153 For any province to be advantageous to its empire, it should afford a peacetime revenue sufficient for:

  • defraying the expence of its own peace establishment
  • contributing its proportion to support the empire’s government.

“Every province necessarily contributes to increase the expence of that general government.”

If any province does not contribute, an unequal burden must placed on some other part of the empire. The wartime revenue of every province should be proportional to peacetime revenue of the empire. Neither the ordinary nor extraordinary revenue from British colonies is proportional to the revenue of Great Britain.

The monopoly was supposed to:

  • increase British private revenue
  • enable the British to pay more taxes to compensate the deficiency of revenue from the colonies.

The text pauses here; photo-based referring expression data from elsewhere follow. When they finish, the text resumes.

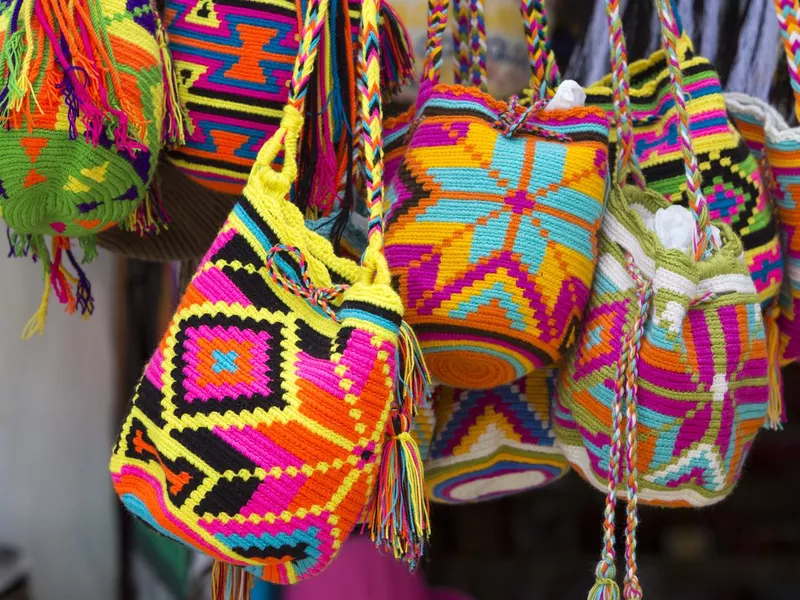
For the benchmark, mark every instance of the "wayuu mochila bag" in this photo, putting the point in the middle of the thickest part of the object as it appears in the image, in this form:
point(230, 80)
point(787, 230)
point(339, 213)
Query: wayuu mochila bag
point(87, 100)
point(778, 148)
point(660, 399)
point(489, 444)
point(491, 226)
point(275, 413)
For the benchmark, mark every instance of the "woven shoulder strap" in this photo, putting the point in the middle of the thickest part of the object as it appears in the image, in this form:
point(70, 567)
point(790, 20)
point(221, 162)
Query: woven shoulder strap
point(469, 38)
point(277, 183)
point(788, 12)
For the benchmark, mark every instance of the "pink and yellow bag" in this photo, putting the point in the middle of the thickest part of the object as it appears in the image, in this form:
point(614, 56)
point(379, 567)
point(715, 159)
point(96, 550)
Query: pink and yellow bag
point(491, 225)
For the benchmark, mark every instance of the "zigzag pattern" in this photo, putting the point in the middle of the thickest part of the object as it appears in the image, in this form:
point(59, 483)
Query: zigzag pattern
point(492, 238)
point(255, 429)
point(788, 12)
point(702, 366)
point(234, 60)
point(488, 444)
point(731, 181)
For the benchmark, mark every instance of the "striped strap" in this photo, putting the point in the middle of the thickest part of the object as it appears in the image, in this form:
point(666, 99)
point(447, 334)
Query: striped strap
point(788, 12)
point(697, 202)
point(469, 41)
point(469, 38)
point(627, 161)
point(371, 123)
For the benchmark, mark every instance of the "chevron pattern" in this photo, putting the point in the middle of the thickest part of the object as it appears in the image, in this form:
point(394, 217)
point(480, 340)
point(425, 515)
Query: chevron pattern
point(702, 366)
point(254, 432)
point(788, 12)
point(489, 444)
point(233, 60)
point(731, 180)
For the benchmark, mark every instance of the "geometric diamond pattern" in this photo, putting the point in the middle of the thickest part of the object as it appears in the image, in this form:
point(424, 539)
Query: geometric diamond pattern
point(255, 430)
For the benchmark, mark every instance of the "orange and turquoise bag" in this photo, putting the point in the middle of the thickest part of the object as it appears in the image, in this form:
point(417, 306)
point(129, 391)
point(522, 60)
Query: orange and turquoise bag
point(492, 222)
point(283, 388)
point(661, 398)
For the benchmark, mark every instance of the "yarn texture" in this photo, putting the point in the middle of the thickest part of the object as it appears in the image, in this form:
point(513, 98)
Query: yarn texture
point(491, 226)
point(82, 99)
point(702, 364)
point(493, 443)
point(732, 183)
point(257, 430)
point(778, 148)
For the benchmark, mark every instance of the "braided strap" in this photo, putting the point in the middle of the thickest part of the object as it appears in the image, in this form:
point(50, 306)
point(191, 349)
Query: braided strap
point(788, 12)
point(697, 201)
point(551, 76)
point(627, 161)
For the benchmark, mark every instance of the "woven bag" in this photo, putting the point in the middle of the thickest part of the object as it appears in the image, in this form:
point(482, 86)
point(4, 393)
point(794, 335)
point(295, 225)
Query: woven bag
point(778, 148)
point(422, 429)
point(258, 428)
point(234, 62)
point(491, 230)
point(493, 443)
point(86, 103)
point(731, 180)
point(661, 398)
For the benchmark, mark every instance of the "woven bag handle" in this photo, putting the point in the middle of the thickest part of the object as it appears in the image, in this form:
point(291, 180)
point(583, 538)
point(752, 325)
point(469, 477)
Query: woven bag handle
point(788, 12)
point(279, 183)
point(469, 42)
point(285, 139)
point(670, 33)
point(541, 60)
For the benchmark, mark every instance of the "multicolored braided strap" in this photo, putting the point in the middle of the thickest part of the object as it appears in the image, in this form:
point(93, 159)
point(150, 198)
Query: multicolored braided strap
point(86, 103)
point(491, 226)
point(668, 383)
point(731, 181)
point(778, 147)
point(234, 63)
point(83, 100)
point(493, 443)
point(275, 413)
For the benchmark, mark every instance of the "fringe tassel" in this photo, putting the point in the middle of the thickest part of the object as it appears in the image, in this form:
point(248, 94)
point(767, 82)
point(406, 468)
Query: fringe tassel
point(398, 517)
point(397, 52)
point(776, 415)
point(230, 582)
point(36, 323)
point(150, 217)
point(175, 118)
point(72, 288)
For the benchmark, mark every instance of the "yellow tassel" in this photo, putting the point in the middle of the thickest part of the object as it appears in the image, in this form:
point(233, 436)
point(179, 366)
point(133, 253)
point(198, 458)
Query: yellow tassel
point(230, 582)
point(775, 417)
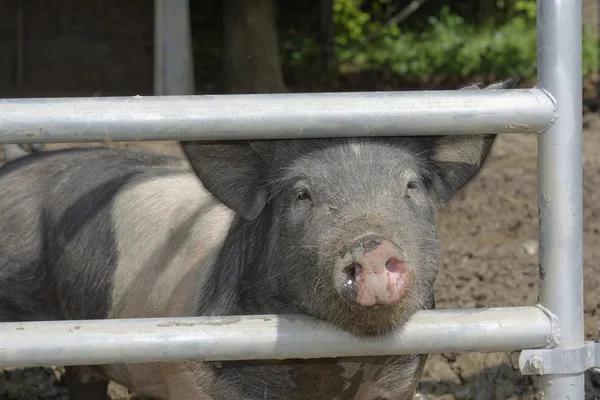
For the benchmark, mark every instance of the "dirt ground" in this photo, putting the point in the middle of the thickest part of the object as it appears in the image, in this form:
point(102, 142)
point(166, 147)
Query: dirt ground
point(490, 259)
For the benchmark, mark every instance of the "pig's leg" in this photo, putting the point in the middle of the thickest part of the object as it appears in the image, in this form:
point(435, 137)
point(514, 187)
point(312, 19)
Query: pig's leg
point(85, 384)
point(182, 383)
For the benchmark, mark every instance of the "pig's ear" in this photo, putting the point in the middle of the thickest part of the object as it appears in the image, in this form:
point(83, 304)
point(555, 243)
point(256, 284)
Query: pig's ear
point(231, 171)
point(458, 159)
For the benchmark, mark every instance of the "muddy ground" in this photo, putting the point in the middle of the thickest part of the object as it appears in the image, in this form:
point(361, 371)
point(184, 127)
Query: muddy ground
point(490, 259)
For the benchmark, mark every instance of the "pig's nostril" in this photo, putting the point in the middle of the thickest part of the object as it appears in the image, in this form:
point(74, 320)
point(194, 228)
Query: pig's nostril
point(353, 270)
point(392, 265)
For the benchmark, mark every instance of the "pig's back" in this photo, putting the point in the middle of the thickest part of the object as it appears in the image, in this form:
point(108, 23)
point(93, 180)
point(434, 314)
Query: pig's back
point(83, 230)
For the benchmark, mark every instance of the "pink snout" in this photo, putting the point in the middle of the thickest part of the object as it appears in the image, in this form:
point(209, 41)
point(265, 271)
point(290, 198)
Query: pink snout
point(373, 272)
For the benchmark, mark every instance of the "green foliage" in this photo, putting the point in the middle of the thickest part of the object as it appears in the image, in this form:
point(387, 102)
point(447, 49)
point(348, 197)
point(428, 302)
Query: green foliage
point(446, 44)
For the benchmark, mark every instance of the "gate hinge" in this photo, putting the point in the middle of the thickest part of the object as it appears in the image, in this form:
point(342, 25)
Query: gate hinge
point(560, 361)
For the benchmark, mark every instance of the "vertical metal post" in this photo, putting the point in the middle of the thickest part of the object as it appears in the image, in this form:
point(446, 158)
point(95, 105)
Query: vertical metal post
point(173, 58)
point(560, 183)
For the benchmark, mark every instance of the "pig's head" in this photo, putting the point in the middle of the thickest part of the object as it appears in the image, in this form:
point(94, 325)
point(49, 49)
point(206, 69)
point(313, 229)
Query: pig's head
point(351, 226)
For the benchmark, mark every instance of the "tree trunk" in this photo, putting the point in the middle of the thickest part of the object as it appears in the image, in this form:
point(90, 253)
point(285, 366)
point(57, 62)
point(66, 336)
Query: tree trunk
point(251, 49)
point(326, 33)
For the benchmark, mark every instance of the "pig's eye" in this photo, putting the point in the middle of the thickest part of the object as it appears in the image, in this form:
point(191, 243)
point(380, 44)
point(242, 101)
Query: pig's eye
point(302, 195)
point(412, 185)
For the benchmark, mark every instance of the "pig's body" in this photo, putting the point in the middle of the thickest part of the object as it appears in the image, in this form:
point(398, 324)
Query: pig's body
point(343, 230)
point(105, 233)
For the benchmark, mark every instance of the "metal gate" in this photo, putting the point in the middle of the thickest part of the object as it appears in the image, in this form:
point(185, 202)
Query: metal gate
point(550, 333)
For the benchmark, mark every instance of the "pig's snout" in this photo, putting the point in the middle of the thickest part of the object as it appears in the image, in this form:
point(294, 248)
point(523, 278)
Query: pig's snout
point(372, 271)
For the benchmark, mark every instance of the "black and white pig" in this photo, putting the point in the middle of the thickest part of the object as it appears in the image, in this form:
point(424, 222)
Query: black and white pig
point(340, 229)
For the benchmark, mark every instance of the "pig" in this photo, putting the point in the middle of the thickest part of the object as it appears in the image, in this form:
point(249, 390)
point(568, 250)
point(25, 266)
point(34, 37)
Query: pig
point(14, 151)
point(340, 229)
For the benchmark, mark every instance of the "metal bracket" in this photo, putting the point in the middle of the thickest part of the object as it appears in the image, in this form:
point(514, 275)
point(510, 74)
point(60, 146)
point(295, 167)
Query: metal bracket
point(560, 361)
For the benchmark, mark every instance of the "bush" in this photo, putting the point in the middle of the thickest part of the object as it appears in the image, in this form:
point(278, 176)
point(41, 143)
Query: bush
point(446, 45)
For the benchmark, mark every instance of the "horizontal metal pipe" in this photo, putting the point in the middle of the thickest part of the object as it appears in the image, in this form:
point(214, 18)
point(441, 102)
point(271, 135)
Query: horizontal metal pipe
point(263, 337)
point(274, 116)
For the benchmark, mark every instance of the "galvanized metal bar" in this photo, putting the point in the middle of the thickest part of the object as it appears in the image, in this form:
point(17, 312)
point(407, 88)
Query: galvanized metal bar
point(275, 116)
point(173, 61)
point(560, 185)
point(263, 337)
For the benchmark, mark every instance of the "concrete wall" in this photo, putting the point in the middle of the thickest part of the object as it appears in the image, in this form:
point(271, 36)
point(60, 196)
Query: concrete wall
point(79, 47)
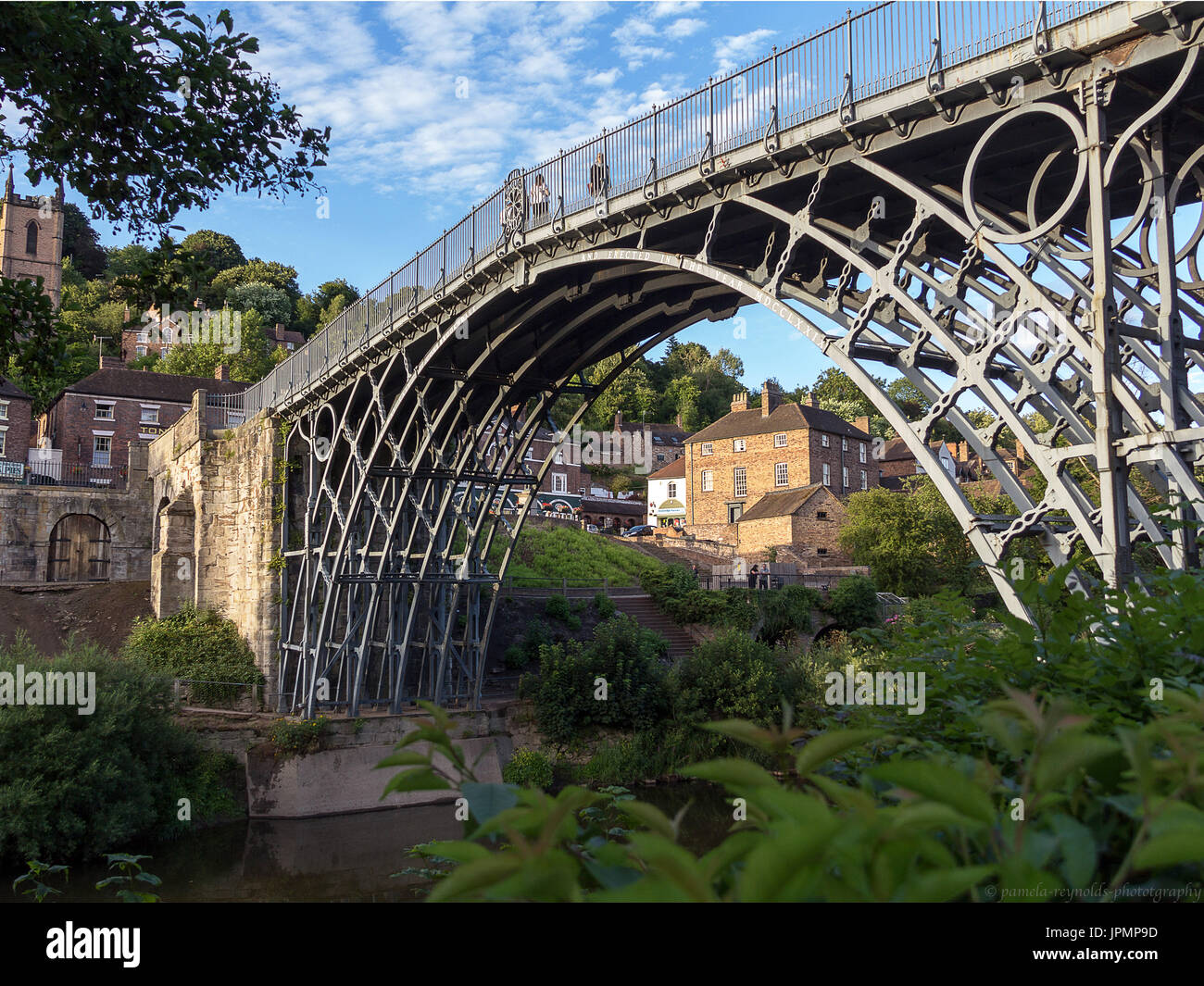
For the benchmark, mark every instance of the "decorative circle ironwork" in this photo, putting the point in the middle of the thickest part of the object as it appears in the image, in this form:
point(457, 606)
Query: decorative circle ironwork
point(991, 229)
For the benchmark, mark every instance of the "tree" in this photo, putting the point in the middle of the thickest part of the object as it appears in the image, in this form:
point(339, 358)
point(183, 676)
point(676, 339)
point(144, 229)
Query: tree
point(147, 109)
point(271, 303)
point(220, 252)
point(81, 243)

I have shown that this monopoly is a very grievous tax on the colonies. It may increase the revenue of an order of men in Great Britain, but it reduces the people’s revenue. It consequently reduces the people’s ability to pay taxes. The order of men who get increased revenue from the monopoly is absolutely impossible to tax beyond the proportion of other orders. I shall show in Book 5 that that order is extremely unwise even to attempt to tax beyond that proportion. No resource can be drawn from that order.

Colony Assemblies

154 The colonies may be taxed by their own assemblies or by the British parliament.

155 It seems improbable that the colony assemblies can ever levy a public revenue sufficient to;

  • maintain their own civil and military establishment
  • pay their share of the government expences of the British empire.

It took a long time before even the parliament of England, under the eye of the sovereign, could be:

  • brought under such a system of management
  • rendered sufficiently liberal in their grants to support the civil and military establishments even of England.

Such a system of management could only be established in the English parliament by distributing among the parliament members a part of:

  • the offices
  • the disposal of the offices arising from this civil and military establishment

But it is difficult for the sovereign to manage the colony assemblies in the same way as the parliament due to their:

  • distance
  • number
  • dispersed situation
  • various constitutions

It would be absolutely impossible to distribute among all the leading members of all the colony assemblies a share of the offices of the general government of the British empire.

Such offices would dispose the leaders to:

  • give up their popularity at home
  • tax their constituents to support that general government.

Almost the whole emoluments were divided among people who were strangers to them. The following renders such a system of management unfeasible:

The unavoidable ignorance of administration concerning the importance of those assembly members The offences which must frequently be given The blunders which must constantly be committed in attempting to manage them.

156 “The colony assemblies cannot be the proper judges of what is necessary for the defence and support of the whole empire.”

The care of that defence and support is not entrusted to them.

It is not their business. They have no regular information concerning it.

The assembly of a province, like the vestry of a parish, may judge very properly concerning the affairs of its own district.

But it can have no proper means of judging those of the whole empire. It cannot even judge properly the proportion of its own province to the whole empire. It cannot judge the relative degree of its wealth and importance compared with other provinces.

Because those other provinces are not under the inspection and superintendency of the assembly of a particular province.

Only an assembly which inspects and superintends the affairs of the whole empire can judge:

  • what is necessary for the defence and support of the whole empire
  • in what proportion each part should contribute.